Well, we went, we ordered, we ate, and then something terrible (but good) happened.  We realized it wasn’t worth it.  An hour after eating, I was feeling a little light-headed and the bloating was just starting.  The taste wasn’t as savory as we remembered, the service was just above mediocre, and it was all darkened by the intestinal pain we knew was forthcoming.  And did it ever come.

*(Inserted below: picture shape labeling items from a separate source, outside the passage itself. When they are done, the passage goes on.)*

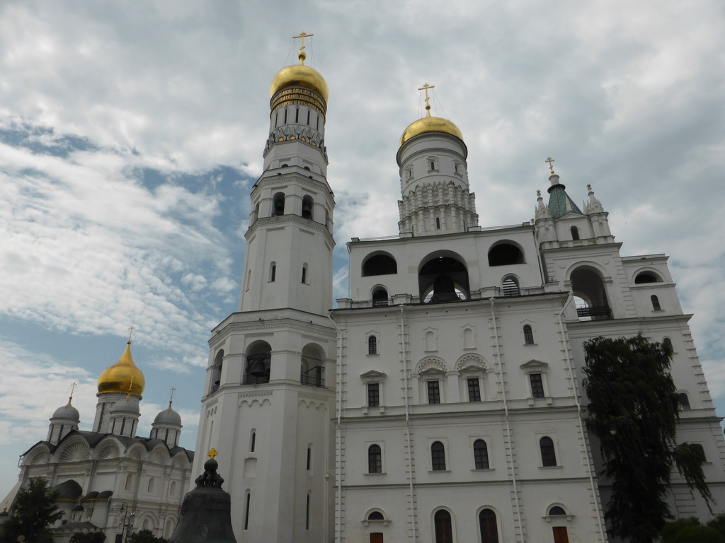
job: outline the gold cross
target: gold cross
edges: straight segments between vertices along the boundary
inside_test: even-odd
[[[292,36],[292,39],[293,40],[296,39],[297,38],[302,38],[302,42],[299,45],[299,52],[297,53],[297,58],[299,59],[299,64],[304,64],[304,59],[306,58],[307,58],[307,55],[304,52],[304,38],[312,38],[313,35],[315,35],[314,34],[308,34],[306,32],[300,32],[299,33],[299,35],[293,35]]]
[[[70,385],[70,397],[68,398],[68,405],[70,405],[70,400],[73,399],[73,392],[75,392],[75,387],[78,386],[78,383],[73,383]]]
[[[428,85],[428,83],[423,83],[423,86],[418,89],[418,90],[426,91],[426,117],[431,116],[431,104],[429,101],[431,98],[428,96],[428,89],[435,88],[436,88],[435,85]]]

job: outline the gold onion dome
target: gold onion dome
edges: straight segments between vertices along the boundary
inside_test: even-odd
[[[327,83],[325,83],[324,77],[316,70],[304,65],[304,59],[307,58],[307,54],[304,52],[304,38],[312,35],[314,34],[307,34],[303,32],[299,35],[294,36],[302,38],[299,52],[297,53],[299,64],[287,66],[277,72],[274,79],[272,80],[272,85],[270,87],[270,98],[286,88],[302,87],[317,93],[322,96],[323,100],[327,102]]]
[[[98,393],[124,392],[140,397],[145,385],[144,374],[136,366],[131,358],[131,342],[129,340],[118,361],[106,368],[98,378]]]
[[[274,96],[280,90],[294,87],[310,89],[327,101],[328,89],[325,80],[319,72],[304,64],[288,66],[278,72],[272,80],[270,97]]]
[[[408,140],[420,134],[431,132],[450,134],[461,141],[463,140],[463,135],[461,134],[458,127],[447,119],[442,119],[439,117],[424,117],[423,119],[418,119],[417,121],[411,122],[408,125],[408,127],[403,130],[403,133],[400,136],[399,145],[402,146]]]

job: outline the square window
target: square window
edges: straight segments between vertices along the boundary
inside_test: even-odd
[[[531,396],[534,397],[544,397],[544,380],[541,374],[529,374],[529,381],[531,384]]]
[[[481,385],[478,383],[478,378],[473,377],[468,379],[468,401],[481,401]]]
[[[368,383],[368,407],[380,405],[380,384]]]
[[[428,403],[441,403],[441,390],[439,387],[439,383],[438,381],[428,381]]]

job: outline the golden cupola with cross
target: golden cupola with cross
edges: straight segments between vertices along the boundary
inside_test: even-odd
[[[400,136],[398,229],[405,235],[438,235],[478,227],[476,197],[468,190],[468,150],[458,127],[431,115],[434,88],[426,83],[426,116]]]
[[[98,393],[119,392],[140,398],[145,386],[143,372],[133,363],[129,337],[121,358],[113,366],[106,368],[98,378]]]

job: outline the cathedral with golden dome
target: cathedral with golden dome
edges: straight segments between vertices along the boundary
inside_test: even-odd
[[[667,257],[621,255],[587,180],[572,181],[579,208],[552,168],[534,219],[479,225],[481,181],[427,83],[396,153],[398,232],[347,242],[348,297],[330,309],[329,96],[304,64],[310,35],[273,80],[239,309],[209,342],[196,448],[221,452],[236,540],[610,541],[581,385],[598,336],[670,346],[678,439],[702,445],[725,500],[720,419]],[[676,474],[668,500],[710,514]]]
[[[99,377],[92,429],[80,429],[71,395],[51,417],[47,439],[21,455],[20,480],[6,501],[12,503],[30,479],[44,477],[58,491],[65,513],[54,528],[57,543],[91,531],[120,541],[134,528],[168,538],[191,483],[194,451],[178,446],[181,417],[171,400],[154,419],[150,437],[137,434],[145,385],[129,337],[121,358]]]

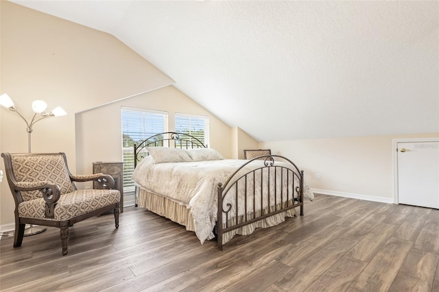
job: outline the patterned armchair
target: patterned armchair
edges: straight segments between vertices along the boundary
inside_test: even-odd
[[[62,255],[67,254],[69,227],[87,218],[113,211],[119,227],[121,194],[110,189],[110,175],[73,175],[64,153],[2,153],[8,182],[15,200],[14,247],[21,245],[25,224],[60,229]],[[73,182],[96,180],[104,189],[78,190]]]
[[[264,155],[272,155],[272,151],[269,149],[246,149],[244,150],[244,159],[253,159]],[[261,158],[263,159],[263,158]]]

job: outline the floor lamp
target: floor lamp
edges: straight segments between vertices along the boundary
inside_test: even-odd
[[[26,119],[21,115],[20,112],[18,111],[15,105],[14,104],[14,101],[6,93],[3,93],[0,95],[0,105],[4,106],[6,108],[8,108],[12,112],[16,112],[17,114],[23,119],[23,120],[26,123],[26,125],[27,127],[26,128],[26,131],[27,132],[27,149],[28,152],[31,153],[31,147],[32,147],[32,136],[33,131],[33,126],[35,123],[41,121],[44,119],[48,118],[49,117],[60,117],[64,116],[67,114],[67,112],[60,107],[58,106],[54,108],[50,112],[45,112],[46,108],[47,108],[47,104],[42,100],[35,100],[32,102],[32,110],[34,111],[34,117],[31,120],[30,123],[26,120]],[[30,236],[38,234],[38,233],[41,233],[46,230],[46,228],[41,228],[40,226],[34,226],[32,225],[30,227],[25,230],[25,236]]]

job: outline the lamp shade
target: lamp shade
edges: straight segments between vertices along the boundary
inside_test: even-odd
[[[0,105],[9,108],[14,106],[14,101],[12,101],[12,99],[11,99],[9,95],[6,93],[3,93],[0,95]]]
[[[47,104],[42,100],[34,100],[32,101],[32,110],[36,114],[40,114],[47,108]]]
[[[60,106],[57,106],[56,108],[54,108],[51,113],[55,117],[61,117],[67,114],[66,111],[64,110]]]

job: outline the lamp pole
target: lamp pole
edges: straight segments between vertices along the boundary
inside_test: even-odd
[[[14,104],[14,101],[11,99],[11,98],[6,93],[3,93],[0,95],[0,105],[4,106],[6,108],[9,108],[10,110],[12,112],[16,112],[20,117],[26,123],[26,125],[27,126],[26,128],[26,131],[27,132],[27,151],[31,153],[32,150],[32,127],[33,125],[38,121],[41,121],[44,119],[46,119],[49,117],[59,117],[67,114],[66,112],[59,106],[55,108],[50,112],[47,113],[45,112],[46,108],[47,108],[47,104],[42,101],[42,100],[36,100],[32,102],[32,110],[34,110],[34,117],[31,120],[30,123],[25,119],[24,117],[19,112]],[[38,114],[40,114],[38,116]],[[24,236],[31,236],[38,234],[38,233],[41,233],[45,231],[47,228],[41,228],[39,226],[34,227],[32,224],[30,224],[30,227],[25,230]]]

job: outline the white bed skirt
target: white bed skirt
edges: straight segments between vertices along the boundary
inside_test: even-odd
[[[195,232],[193,218],[191,215],[190,210],[185,206],[180,205],[160,195],[150,193],[139,187],[137,188],[136,201],[139,207],[145,208],[151,212],[182,225],[186,227],[187,230]],[[256,228],[274,226],[283,222],[285,220],[285,217],[294,217],[296,215],[296,209],[290,209],[284,212],[228,232],[224,234],[222,244],[229,241],[235,234],[248,235],[253,233]]]

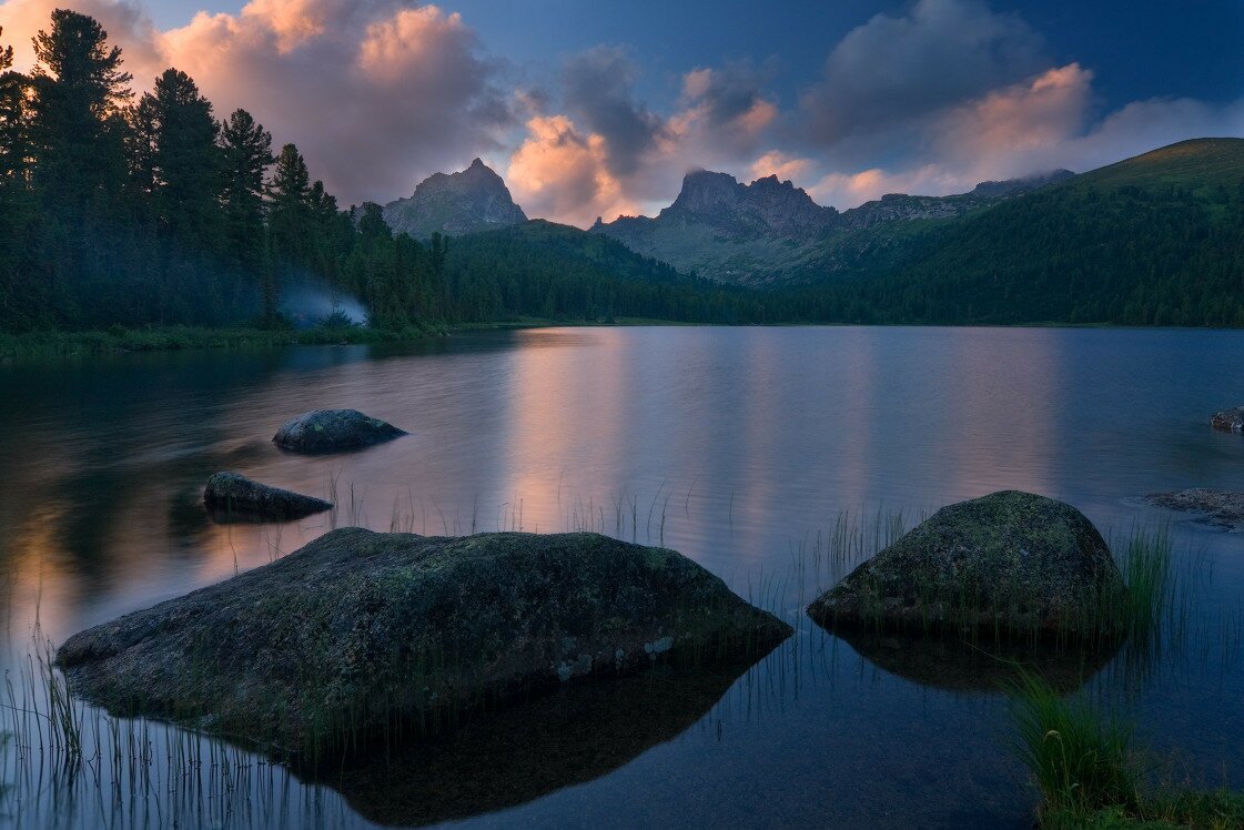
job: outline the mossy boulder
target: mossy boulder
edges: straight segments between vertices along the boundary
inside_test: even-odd
[[[1100,638],[1117,633],[1125,591],[1082,513],[1004,490],[942,508],[807,613],[827,627]]]
[[[272,443],[296,453],[360,449],[409,434],[358,409],[312,409],[281,424]]]
[[[1244,407],[1215,412],[1209,418],[1209,426],[1223,432],[1244,433]]]
[[[304,758],[663,655],[712,663],[791,628],[680,554],[597,534],[335,530],[70,637],[75,693],[117,716]],[[384,733],[384,734],[382,734]]]
[[[332,509],[331,501],[261,484],[239,473],[209,478],[203,503],[216,521],[284,521]]]

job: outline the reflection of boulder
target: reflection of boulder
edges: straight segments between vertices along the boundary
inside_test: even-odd
[[[1244,432],[1244,407],[1215,412],[1209,418],[1209,426],[1223,432]]]
[[[1244,493],[1195,488],[1173,493],[1151,493],[1144,500],[1168,510],[1199,513],[1202,515],[1197,516],[1197,521],[1212,528],[1232,533],[1244,531]]]
[[[751,664],[668,664],[566,686],[479,717],[435,742],[411,742],[322,783],[368,821],[424,825],[525,804],[582,784],[672,740],[704,717]]]
[[[1098,638],[1126,589],[1106,541],[1070,504],[1004,490],[942,508],[817,597],[835,628],[985,628]]]
[[[357,409],[312,409],[281,424],[272,443],[299,453],[332,453],[371,447],[407,434]]]
[[[1062,693],[1080,688],[1115,657],[1118,647],[1021,645],[988,640],[978,645],[952,637],[877,633],[838,628],[833,635],[861,657],[906,681],[953,692],[1001,692],[1015,678],[1015,663],[1044,677]]]
[[[768,650],[790,626],[662,548],[597,534],[346,528],[70,637],[72,689],[282,752],[437,730],[587,674]]]
[[[209,478],[203,503],[213,520],[224,523],[301,519],[332,509],[323,499],[253,482],[238,473]]]

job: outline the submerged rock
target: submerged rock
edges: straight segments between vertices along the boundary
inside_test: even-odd
[[[312,409],[281,424],[272,443],[299,453],[331,453],[381,444],[409,434],[357,409]]]
[[[1244,493],[1195,488],[1173,493],[1151,493],[1144,500],[1169,510],[1200,513],[1197,521],[1202,524],[1232,533],[1244,533]]]
[[[1100,637],[1125,590],[1082,513],[1003,490],[942,508],[807,613],[824,626]]]
[[[571,678],[709,663],[791,632],[680,554],[597,534],[335,530],[70,637],[76,693],[318,757]],[[386,735],[391,737],[391,735]]]
[[[700,667],[659,663],[608,683],[566,683],[452,734],[321,768],[315,778],[384,826],[504,810],[607,775],[673,740],[760,657]]]
[[[1234,409],[1223,409],[1222,412],[1215,412],[1209,418],[1209,426],[1214,429],[1223,429],[1225,432],[1242,432],[1244,433],[1244,407],[1235,407]]]
[[[260,484],[238,473],[216,473],[209,478],[203,503],[216,521],[301,519],[332,509],[331,501]]]

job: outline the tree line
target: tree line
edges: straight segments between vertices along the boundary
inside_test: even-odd
[[[688,322],[1244,326],[1244,180],[1060,185],[861,249],[853,276],[745,290],[532,221],[447,240],[341,209],[292,143],[216,118],[168,68],[136,96],[90,16],[56,10],[12,70],[0,30],[0,331],[287,326],[306,282],[373,325],[515,316]]]

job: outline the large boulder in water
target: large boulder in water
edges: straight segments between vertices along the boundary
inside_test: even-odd
[[[218,521],[301,519],[332,509],[331,501],[261,484],[239,473],[216,473],[209,478],[203,503]]]
[[[1209,418],[1209,426],[1214,429],[1222,429],[1224,432],[1244,433],[1244,407],[1215,412]]]
[[[332,453],[371,447],[408,434],[358,409],[312,409],[281,424],[272,443],[299,453]]]
[[[590,533],[347,528],[77,633],[57,661],[117,716],[306,758],[666,652],[708,663],[790,632],[672,550]]]
[[[807,613],[827,627],[1108,638],[1125,590],[1082,513],[1004,490],[942,508]]]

My husband exclaimed very frustratingly, “Is there nothing we can eat anymore!”  Well, this no-wheat lifestyle is limited if you spend your life travelling or not eating at home.  And our foray into dinner to find something to soothe our tummies and nourish (not kill) us yielded this:

The above is an wedge salad delightfully sprinkled with blue cheese, blue cheese dressing made in house (so no gluten startches), tomatoes wedges, and bacon!  Wheat-free, low-carb and completely delicious.  Yes, darling, there are things to eat.

And then we went to the grocery store and picked up lots of low carb treats, including these very ripe, organic strawberries that the Seattle Whole Foods is stocking.  Strawberries and full-fat Greek yogurt is modestly low-carb, and it makes a delicious dessert and breakfast.  The picture you’re looking at is my husband’s and my breakfast this morning.  Those muffins are egg and sausage muffins I brought from home in case of a food emergency.

 Marcona almonds from the bulk foods section - better than French Fries!

It’s Monday morning, and I’m still feeling the digestive effects of getting rid of Saturday afternoon’s pizza orgy.  I’m ready to go home and have some bacon.

How do you stay low-carb and wheat-free while travelling?  Isn’t it awful how wheat is in just about everything when you dine out!